The firm is supposed to produce a report about those cases, with the names redacted, and send it to the City Council so it is made public.

The outside review is called a police audit. City Council decided in 2006 to have an outside firm serve as independent police auditor following a series of scandals in the department.

City Attorney Stump is proposing to reduce the number of cases the auditor reviews, excluding those in which one officer files a complaint against another, such as in the Perron case.

Normally such a complaint, once it is dealt with by the department’s internal affairs apparatus, would go to the police auditor for review. Then the auditor’s report would go to council and the public.

Under the proposed change, such complaints would go to the city’s Human Resources Department, where its reports are confidential.

This change means that when one officer reports that another officer is using a racial slur, that complaint would never see the light of day.

LaDoris Cordell — retired judge, former Palo Alto councilwoman and former San Jose independent police auditor — said it’s fine by her if the police department wants to internally handle incidents that are strictly personnel matters.

But if officers are accused of being racist, violent, dishonest or homophobic then the public has the right to know about it, Cordell said.

Stump’s proposal could give cover to officers who might pose a danger to the public when the officers patrol the streets, she added.

Another close observer of the Palo Alto Police Department also raised red flags about the proposed change.

“I don’t want anything that would allow anything like the type of behavior alleged (of) Zach Perron to be handled internally,” said former public defender Aram James. “It’s a question of allowing racism in the police force to remain unchallenged.”

The independent auditor’s report on the Perron case was supposed to be released to the public in June, but has been delayed.

The city won’t give a date for the report’s release or explain why the report is tied up.

Perron, who is white, allegedly joked that “n***as don’t swim” to then-Officer Marcus Barbour after Barbour jumped into San Francisquito Creek to save a drowning black felon he was chasing on Jan. 28, 2014. Barbour is black.

Another officer lodged a complaint over the incident in 2017. The city had an outside law firm investigate the allegation, and the police auditor was supposed to review that law firm’s investigation.

Michael Gennaco, the lead attorney at OIR, told the Post in September that the “ball (was) in the city’s court” regarding the Perron report. A month later, he said that his office was still awaiting “further guidance” from the city about the report.

In September, an employee at the City Clerk’s Office, who would only identify herself as Kim, said the report was with the Police Department.

Stump did not answer a question from the Post on Friday about whether the Perron report will ever be released to the public.

She also did not answer a question about whether the proposed contract change would retroactively change the rules for police oversight to prevent the Perron report from going public.

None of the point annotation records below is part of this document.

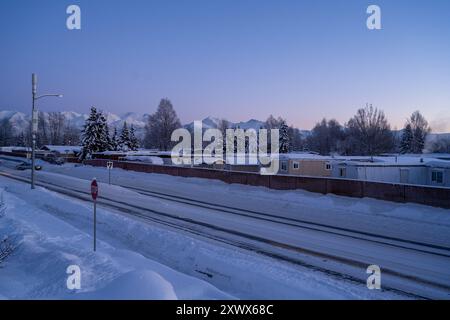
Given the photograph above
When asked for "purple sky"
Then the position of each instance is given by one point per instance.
(236, 59)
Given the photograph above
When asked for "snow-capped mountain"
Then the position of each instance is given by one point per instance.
(20, 121)
(213, 123)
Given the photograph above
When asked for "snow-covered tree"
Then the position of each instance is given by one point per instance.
(420, 130)
(369, 133)
(115, 140)
(407, 139)
(21, 140)
(134, 142)
(160, 126)
(124, 139)
(94, 136)
(284, 138)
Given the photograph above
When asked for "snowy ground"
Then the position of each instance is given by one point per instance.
(129, 248)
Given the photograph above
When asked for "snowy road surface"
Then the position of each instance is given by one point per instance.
(409, 242)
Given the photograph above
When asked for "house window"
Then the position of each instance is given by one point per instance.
(437, 176)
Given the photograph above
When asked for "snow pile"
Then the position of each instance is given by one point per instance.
(45, 246)
(147, 159)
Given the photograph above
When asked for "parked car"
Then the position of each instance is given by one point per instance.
(53, 159)
(27, 166)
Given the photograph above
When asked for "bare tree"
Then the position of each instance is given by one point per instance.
(5, 133)
(420, 130)
(369, 132)
(160, 126)
(326, 137)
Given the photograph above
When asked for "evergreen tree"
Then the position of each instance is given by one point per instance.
(134, 143)
(124, 140)
(21, 141)
(109, 142)
(115, 141)
(160, 126)
(94, 136)
(407, 138)
(284, 138)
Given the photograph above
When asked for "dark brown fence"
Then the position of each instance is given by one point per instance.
(434, 196)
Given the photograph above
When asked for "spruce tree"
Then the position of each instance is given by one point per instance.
(134, 143)
(115, 141)
(124, 140)
(94, 136)
(284, 138)
(407, 138)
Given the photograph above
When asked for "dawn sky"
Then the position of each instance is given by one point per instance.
(234, 59)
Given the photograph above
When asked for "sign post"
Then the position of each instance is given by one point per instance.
(94, 194)
(109, 165)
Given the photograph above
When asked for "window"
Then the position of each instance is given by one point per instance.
(437, 176)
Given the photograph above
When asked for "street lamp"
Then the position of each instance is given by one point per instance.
(34, 121)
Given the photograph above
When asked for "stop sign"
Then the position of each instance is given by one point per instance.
(94, 189)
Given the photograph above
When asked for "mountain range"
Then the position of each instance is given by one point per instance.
(20, 121)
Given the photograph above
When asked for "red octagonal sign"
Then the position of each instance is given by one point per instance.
(94, 189)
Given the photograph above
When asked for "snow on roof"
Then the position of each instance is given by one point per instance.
(401, 160)
(11, 148)
(439, 164)
(62, 149)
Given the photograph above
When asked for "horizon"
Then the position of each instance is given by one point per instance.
(232, 60)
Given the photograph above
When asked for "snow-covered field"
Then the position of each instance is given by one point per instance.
(52, 231)
(45, 246)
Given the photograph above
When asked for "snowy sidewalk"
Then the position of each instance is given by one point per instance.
(54, 232)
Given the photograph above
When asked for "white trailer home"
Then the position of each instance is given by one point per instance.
(419, 171)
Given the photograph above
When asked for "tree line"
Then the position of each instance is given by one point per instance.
(368, 132)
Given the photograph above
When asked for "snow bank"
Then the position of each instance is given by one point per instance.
(147, 159)
(46, 245)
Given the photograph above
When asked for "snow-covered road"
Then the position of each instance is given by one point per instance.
(408, 266)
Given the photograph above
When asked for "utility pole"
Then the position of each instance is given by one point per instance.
(34, 122)
(33, 126)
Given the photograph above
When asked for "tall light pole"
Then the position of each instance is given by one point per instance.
(34, 121)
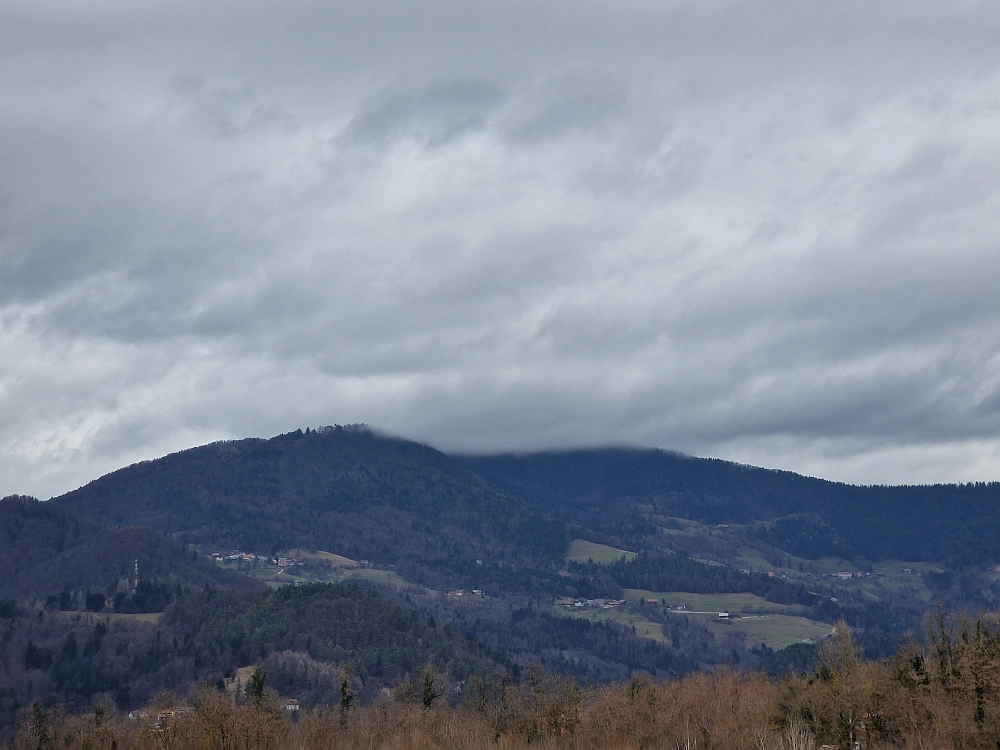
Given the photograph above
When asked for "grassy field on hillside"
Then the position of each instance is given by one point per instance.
(643, 628)
(326, 567)
(582, 551)
(777, 631)
(713, 603)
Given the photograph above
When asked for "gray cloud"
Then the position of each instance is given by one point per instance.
(765, 233)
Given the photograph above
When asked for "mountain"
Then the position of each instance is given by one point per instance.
(346, 490)
(46, 549)
(620, 492)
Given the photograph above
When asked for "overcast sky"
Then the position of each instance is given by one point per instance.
(767, 231)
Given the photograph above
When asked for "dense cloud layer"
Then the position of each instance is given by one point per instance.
(762, 231)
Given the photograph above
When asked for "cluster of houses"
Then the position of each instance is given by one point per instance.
(237, 556)
(461, 592)
(599, 603)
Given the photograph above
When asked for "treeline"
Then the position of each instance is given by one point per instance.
(944, 695)
(345, 490)
(614, 490)
(46, 549)
(68, 658)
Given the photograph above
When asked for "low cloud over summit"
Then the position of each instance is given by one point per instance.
(763, 233)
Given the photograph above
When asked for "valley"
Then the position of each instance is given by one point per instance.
(595, 564)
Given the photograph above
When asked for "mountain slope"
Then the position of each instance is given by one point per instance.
(615, 491)
(46, 549)
(345, 490)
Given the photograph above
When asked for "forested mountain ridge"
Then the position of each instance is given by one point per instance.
(615, 491)
(347, 490)
(373, 497)
(46, 549)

Gennaco did not respond Friday to a question about whether the change will impact the Perron report.

When asked Friday about the changes to the contract with OIR, Councilman Adrian Fine pointed the Post to the council packet and didn’t comment further. Councilwoman Liz Kniss told the Post she didn’t know anything beyond what was in the council packet.

The city has been threatened with litigation over the police auditor this fall.

In October, city council huddled in a closed session to hear about several potential lawsuits over the city’s police auditor, according to the council’s agenda.

Because it was a closed session, no details about the potential litigation were provided to the public.

The item on the council’s agenda describing the closed session said: “Anticipated litigation … multiple potential cases. … Potential inclusion of Human Resources and Equal Employment Opportunity matters in (the) scope of police auditing and reporting services.”

The agenda item didn’t say what case or cases resulted in the threat of litigation.